Sometimes I am reminded of the stuck needle on the Victrola when I am writing my weekly column. I return to some topics quite often, with the state budget being one of them. How we spend our money says a lot about our priorities and our values. In recent columns I have warned of the questionable decision we made by balancing our budget with federal dollars we expected that the Congress would provide but had not done so. It now seems fairly clear that the more than $450 million in Federal Medical Assistance Percentages (FMAP) we counted on will not be coming from the federal government.

Earlier this year 48 governors, including Gov. Bob McDonnell, asked the Congress to appropriate nearly $25 billion to the states. With the growing federal deficit, members of Congress, particularly those facing reelection campaigns, are showing no willingness to go forward with the approval of the FMAP monies. There is no money in the package for Wall Street or Main Street; just money for the forgotten Virginians. Gov. McDonnell has withdrawn his support for the federal monies.

That leaves the Virginia budget out of balance by a number approaching nearly a half-billion dollars except that the programs to which these dollars would have flowed have reductions built in. Providers of health care services primarily for the aged will receive 3 percent less in 2011 and 4 percent less in 2012. This does not sound like a very big cut until you realize that current reimbursement covers just 90 percent of Medicaid patients in nursing homes and 70 percent in hospitals. The result is that Medicaid providers often have to saddle other patients with the rest of the cost. About 30,000 poor children and hundreds of pregnant women will be denied care as eligibility requirements are tightened.
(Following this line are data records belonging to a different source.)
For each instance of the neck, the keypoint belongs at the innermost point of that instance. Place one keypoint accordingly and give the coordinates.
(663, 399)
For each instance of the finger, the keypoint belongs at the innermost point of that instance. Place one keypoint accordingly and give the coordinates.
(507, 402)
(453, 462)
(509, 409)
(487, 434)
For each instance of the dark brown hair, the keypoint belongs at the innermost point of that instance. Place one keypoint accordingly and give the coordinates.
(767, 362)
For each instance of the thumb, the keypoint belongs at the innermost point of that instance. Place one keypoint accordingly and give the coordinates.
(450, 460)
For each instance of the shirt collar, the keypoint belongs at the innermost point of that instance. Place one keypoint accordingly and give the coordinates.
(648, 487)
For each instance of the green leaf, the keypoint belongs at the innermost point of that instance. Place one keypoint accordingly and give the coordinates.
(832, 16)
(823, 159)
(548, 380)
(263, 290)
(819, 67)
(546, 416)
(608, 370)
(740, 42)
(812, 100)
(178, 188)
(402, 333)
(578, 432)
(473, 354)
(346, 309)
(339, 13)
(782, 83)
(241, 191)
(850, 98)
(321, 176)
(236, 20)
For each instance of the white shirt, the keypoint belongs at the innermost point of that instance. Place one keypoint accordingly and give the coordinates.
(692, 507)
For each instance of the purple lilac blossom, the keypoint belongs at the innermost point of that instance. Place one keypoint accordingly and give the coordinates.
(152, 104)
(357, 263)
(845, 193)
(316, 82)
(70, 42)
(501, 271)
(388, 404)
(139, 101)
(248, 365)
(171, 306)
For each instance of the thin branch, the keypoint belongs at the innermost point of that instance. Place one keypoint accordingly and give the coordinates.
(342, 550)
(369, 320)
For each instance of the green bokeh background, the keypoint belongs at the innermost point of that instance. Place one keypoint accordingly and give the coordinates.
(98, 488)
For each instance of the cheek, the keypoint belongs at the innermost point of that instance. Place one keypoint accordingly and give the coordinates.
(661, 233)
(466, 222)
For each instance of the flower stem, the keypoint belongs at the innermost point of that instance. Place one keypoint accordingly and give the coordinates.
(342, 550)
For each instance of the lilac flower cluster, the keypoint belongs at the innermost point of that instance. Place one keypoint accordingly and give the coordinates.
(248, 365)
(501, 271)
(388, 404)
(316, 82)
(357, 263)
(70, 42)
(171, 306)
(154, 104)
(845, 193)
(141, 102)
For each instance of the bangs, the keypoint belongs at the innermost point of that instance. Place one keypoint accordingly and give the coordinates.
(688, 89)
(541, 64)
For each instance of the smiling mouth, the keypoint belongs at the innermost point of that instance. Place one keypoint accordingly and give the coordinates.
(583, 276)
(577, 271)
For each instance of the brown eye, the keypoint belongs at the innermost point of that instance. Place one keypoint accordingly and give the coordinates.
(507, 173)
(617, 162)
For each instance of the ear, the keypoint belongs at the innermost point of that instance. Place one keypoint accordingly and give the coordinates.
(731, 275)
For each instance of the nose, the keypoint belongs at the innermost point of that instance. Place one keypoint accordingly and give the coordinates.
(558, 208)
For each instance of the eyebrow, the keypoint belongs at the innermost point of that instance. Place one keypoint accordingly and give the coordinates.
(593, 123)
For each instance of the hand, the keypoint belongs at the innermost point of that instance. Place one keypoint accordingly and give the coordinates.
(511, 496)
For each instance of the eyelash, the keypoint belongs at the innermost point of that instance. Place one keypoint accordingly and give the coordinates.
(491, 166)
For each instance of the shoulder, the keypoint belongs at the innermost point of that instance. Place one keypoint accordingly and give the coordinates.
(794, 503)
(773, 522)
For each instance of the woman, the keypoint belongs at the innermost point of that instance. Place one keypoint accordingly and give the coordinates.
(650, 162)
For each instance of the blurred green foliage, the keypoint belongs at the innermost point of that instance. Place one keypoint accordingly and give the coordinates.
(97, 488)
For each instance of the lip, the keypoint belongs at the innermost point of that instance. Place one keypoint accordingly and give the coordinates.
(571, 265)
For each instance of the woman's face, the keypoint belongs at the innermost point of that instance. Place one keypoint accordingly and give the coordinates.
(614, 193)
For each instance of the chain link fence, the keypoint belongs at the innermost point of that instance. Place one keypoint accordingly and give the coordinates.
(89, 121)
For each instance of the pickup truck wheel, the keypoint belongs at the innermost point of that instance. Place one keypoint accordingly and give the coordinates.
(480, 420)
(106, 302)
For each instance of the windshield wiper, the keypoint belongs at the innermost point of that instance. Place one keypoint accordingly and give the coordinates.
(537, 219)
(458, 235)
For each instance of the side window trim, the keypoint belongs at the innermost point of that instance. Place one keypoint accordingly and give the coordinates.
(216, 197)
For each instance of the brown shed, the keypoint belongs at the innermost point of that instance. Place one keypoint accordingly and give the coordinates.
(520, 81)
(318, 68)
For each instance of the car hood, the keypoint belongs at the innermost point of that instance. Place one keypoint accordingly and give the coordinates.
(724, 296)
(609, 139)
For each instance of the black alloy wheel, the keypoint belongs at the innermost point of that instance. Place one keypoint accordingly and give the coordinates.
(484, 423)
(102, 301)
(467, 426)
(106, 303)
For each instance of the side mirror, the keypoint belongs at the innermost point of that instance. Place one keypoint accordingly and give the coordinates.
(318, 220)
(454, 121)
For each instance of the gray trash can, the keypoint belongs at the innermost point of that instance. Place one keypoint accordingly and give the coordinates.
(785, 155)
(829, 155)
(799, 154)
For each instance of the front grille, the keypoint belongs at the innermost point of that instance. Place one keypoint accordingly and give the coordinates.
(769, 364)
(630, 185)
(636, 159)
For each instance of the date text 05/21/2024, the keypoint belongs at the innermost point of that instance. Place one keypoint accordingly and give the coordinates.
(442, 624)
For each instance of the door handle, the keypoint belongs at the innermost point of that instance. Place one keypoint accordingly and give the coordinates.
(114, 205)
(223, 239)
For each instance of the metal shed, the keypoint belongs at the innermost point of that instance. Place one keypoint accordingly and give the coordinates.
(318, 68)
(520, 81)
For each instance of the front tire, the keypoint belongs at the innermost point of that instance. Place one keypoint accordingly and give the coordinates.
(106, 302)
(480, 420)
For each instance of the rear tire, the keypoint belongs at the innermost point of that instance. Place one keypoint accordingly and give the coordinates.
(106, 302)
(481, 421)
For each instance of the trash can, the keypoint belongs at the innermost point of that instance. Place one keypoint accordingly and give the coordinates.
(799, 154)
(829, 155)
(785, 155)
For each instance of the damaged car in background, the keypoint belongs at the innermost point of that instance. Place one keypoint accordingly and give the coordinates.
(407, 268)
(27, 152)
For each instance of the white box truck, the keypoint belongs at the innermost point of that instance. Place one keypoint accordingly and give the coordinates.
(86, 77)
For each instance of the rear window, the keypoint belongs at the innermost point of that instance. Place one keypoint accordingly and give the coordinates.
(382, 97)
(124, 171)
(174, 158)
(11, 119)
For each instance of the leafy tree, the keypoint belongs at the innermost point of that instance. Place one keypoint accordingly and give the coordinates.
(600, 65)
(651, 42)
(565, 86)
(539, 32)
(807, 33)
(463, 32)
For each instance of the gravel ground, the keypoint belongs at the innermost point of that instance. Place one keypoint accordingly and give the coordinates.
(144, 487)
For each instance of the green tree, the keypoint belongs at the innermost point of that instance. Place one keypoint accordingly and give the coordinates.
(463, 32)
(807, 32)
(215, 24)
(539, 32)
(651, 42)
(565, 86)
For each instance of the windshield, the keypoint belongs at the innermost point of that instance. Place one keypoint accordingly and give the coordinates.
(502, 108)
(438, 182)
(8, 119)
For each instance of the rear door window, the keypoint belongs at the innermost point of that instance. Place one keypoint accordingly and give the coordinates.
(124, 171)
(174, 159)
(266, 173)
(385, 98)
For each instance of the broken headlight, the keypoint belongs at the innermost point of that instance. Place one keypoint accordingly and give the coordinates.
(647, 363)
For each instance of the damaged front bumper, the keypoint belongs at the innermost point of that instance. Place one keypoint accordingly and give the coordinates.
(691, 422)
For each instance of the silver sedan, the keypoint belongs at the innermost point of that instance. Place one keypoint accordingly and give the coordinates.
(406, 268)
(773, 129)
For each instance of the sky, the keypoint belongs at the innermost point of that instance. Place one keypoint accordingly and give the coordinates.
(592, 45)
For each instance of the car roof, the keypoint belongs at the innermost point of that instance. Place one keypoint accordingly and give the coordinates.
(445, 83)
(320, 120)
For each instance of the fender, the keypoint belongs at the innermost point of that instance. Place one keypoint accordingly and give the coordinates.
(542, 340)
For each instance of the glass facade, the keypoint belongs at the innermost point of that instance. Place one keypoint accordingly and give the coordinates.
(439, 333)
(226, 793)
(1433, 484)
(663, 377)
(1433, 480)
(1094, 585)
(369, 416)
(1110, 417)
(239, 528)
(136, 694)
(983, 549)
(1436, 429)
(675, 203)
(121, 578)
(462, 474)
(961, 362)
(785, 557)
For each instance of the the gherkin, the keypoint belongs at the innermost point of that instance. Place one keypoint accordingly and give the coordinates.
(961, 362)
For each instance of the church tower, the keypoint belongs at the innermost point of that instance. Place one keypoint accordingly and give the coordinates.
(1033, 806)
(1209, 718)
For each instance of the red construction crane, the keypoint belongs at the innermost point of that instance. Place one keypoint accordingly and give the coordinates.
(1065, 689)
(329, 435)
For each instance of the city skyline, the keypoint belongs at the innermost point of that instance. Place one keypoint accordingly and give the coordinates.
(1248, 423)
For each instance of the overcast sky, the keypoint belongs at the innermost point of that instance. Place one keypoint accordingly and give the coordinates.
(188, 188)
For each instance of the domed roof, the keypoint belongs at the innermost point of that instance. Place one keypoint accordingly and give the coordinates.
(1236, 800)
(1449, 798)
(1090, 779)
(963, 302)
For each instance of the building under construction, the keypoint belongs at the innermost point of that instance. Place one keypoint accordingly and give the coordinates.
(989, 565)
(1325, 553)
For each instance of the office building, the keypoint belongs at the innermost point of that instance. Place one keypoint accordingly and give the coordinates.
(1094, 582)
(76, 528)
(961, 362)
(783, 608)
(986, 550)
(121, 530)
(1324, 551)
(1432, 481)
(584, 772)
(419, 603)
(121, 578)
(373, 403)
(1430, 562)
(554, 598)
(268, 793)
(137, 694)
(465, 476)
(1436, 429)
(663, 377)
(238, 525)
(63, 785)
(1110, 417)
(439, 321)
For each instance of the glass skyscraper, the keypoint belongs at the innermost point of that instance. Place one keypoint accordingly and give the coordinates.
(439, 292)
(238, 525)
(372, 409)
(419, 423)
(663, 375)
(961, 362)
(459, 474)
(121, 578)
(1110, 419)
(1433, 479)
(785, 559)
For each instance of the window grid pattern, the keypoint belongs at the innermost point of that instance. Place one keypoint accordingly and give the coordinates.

About 16,000 aged, blind, and disabled persons will lose benefits as the eligibility requirements change.

A question remains as to whether the federal guidelines will permit cuts in services of this magnitude. That issue must be resolved with federal authorities. Whether the General Assembly will need to go into special session remains to be determined. We need to be like that old Victrola and continue to repeat our support for Virginia’s forgotten.